Waterstones back in the black after five years

From The Bookseller:

Waterstones has reported a profit for the first time under the ownership of Russian businessman Alexander Mamut and direction of its m.d. James Daunt.

Boosted by “better standards of bookselling”, the 270-store chain saw sales rise by 4% to £409.1m in the year to 30th April 2016, helping it achieve an operating profit of £18.8m, resulting in a pretax profit of £9.9m, after finance costs, compared to a pretax loss of £4.5m a year earlier.

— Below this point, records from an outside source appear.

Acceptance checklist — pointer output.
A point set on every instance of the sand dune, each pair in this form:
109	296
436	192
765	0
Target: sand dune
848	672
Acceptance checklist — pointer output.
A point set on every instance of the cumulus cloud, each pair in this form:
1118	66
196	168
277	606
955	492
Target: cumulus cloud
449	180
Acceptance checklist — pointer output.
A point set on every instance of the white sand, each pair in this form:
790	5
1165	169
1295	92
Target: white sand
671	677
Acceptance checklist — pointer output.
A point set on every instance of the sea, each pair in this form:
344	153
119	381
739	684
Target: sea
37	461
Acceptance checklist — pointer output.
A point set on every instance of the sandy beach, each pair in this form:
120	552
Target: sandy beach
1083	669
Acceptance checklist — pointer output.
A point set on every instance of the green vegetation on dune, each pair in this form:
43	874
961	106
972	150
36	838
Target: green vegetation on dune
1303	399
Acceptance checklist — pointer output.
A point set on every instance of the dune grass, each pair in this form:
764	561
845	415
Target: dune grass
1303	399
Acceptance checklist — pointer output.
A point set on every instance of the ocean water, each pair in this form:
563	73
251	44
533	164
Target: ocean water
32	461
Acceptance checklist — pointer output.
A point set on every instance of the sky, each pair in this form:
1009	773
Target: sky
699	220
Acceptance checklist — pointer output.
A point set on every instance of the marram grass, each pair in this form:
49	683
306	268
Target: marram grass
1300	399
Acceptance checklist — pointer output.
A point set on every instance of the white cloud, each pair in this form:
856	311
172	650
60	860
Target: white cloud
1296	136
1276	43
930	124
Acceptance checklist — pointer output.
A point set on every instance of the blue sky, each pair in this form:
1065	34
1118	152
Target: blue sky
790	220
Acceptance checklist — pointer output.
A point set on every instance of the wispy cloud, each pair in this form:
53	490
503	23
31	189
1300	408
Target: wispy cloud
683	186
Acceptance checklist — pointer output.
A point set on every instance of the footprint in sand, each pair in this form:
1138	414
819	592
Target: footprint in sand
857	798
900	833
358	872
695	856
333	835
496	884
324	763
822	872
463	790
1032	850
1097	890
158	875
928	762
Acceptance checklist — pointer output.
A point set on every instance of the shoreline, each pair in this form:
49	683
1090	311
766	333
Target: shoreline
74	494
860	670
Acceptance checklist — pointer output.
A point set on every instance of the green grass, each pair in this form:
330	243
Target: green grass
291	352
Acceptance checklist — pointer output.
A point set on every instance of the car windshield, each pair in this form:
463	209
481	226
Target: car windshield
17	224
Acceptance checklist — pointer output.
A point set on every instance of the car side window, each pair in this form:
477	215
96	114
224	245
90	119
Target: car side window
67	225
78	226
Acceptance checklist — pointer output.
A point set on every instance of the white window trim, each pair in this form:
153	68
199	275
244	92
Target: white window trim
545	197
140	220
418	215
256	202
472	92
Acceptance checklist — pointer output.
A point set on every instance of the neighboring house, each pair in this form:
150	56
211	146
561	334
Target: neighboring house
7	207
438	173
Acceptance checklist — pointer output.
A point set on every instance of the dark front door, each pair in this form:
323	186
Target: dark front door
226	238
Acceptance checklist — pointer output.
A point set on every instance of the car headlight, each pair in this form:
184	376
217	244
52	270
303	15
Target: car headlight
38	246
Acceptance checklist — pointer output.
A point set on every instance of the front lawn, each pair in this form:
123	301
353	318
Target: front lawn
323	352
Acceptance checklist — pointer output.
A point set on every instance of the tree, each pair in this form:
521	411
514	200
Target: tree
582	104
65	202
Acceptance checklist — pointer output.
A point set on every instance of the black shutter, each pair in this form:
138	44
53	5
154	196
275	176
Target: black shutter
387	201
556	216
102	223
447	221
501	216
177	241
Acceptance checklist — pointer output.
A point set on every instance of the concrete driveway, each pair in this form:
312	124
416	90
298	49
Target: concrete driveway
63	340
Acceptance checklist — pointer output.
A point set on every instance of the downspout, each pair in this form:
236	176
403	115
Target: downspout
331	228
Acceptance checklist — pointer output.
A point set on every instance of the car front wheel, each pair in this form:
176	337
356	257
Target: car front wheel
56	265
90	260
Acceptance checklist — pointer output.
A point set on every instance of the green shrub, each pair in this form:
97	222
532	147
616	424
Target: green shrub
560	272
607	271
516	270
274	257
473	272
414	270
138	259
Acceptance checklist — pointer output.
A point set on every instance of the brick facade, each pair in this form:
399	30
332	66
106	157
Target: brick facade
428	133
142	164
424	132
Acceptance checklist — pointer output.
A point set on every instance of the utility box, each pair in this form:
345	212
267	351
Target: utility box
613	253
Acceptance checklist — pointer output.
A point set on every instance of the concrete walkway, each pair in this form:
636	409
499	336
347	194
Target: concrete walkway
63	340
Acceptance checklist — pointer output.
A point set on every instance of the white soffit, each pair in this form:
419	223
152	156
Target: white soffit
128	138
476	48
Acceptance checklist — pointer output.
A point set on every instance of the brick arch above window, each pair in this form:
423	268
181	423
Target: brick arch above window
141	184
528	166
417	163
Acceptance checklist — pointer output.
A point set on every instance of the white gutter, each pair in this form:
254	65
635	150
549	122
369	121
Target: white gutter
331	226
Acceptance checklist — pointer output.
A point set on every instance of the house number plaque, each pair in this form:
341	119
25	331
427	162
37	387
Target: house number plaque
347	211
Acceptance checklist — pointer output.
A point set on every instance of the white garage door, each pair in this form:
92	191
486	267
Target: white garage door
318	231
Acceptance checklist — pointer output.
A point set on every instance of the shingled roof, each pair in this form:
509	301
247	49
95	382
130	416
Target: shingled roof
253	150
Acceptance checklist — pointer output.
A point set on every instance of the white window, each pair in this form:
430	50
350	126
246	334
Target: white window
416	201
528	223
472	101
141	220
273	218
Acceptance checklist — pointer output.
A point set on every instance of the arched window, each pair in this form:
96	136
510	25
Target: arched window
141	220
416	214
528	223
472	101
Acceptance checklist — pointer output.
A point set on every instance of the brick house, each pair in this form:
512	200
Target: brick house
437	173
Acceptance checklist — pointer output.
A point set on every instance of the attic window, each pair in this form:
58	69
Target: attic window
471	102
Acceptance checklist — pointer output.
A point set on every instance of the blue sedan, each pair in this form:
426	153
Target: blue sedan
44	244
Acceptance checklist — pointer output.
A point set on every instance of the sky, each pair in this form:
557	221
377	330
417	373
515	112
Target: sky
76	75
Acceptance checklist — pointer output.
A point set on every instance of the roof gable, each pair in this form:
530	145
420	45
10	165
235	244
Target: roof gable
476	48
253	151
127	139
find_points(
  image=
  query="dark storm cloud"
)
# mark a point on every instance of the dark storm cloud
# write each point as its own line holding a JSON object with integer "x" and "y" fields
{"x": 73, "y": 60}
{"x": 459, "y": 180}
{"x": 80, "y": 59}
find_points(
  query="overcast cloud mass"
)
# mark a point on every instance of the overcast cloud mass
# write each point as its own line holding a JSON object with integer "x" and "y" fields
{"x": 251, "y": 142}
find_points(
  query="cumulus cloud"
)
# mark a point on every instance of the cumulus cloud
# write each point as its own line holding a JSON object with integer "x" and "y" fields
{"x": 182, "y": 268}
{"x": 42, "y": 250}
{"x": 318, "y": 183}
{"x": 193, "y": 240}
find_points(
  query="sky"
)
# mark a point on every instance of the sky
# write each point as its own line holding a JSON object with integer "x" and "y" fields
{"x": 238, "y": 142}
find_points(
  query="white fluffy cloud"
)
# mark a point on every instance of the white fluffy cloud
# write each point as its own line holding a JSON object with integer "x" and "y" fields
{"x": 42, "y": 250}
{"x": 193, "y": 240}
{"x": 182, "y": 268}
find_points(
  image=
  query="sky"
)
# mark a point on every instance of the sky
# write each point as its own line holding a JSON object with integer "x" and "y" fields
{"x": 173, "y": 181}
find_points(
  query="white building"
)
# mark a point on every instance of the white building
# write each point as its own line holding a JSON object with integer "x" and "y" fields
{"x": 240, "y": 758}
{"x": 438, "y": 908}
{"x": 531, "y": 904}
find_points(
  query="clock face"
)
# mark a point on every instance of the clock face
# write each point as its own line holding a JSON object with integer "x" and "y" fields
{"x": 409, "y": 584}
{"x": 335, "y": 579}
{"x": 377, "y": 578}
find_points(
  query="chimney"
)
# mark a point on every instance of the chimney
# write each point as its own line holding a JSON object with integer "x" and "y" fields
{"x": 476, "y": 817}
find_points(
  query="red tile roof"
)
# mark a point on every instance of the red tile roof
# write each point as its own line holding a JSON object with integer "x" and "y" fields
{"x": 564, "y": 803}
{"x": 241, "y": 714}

Waterstones’ m.d James Daunt told The Bookseller that the company benefitted from a slow down in the growth of e-book sales and enticed customers back to its high street shops my making them “better, different, nicer” environments to be in. He stressed the importance of the booksellers. “Everything relies on bookselling and offering a better service around bookselling,” Daunt said. “People come into our shops for the knowledge and the service, the success of The Essex Serpent (Waterstones’ 2016 Book of the Year by Sarah Perry, Serpent’s Tail), shows you that. Our support meant a book which would otherwise have achieved modest sales became a bestseller in the most competitive month of December. That is all about the service from bookselling. It is not about posters on the underground, but individual recommendations.”

. . . .

Higher sales of non-book products also helped the chain, now accounting for 12% of the company’s turnover. But while Waterstones plans to grow this to 15% over the next three years, the company will always revolve around sales of books, Daunt said. “We are still absolutely 80% a seller of books. I think non-book product simply makes bookshops better. People want the option of buying a children’s toy or stationery as well as books,” he said.

. . . .

“Amazon is our only real competitor,” he said.

. . . .

Daunt said the company was not missing sales from its direct e-books store, after closing it in May last year to direct customers to Kobo’s. “E-books are a duopoly market and we never really competed in it,” he said. “It is a big boys game.”

Link to the rest at The Bookseller

2 thoughts on “Waterstones back in the black after five years”

  1. PG, You rascal, you. Sly juxtaposition with “Why Amazon Will Be A Growth Story For Many Years.”

    I applaud Waterstones new management, but when your company breaking into the black is rare enough to make the news, that is not a good sign.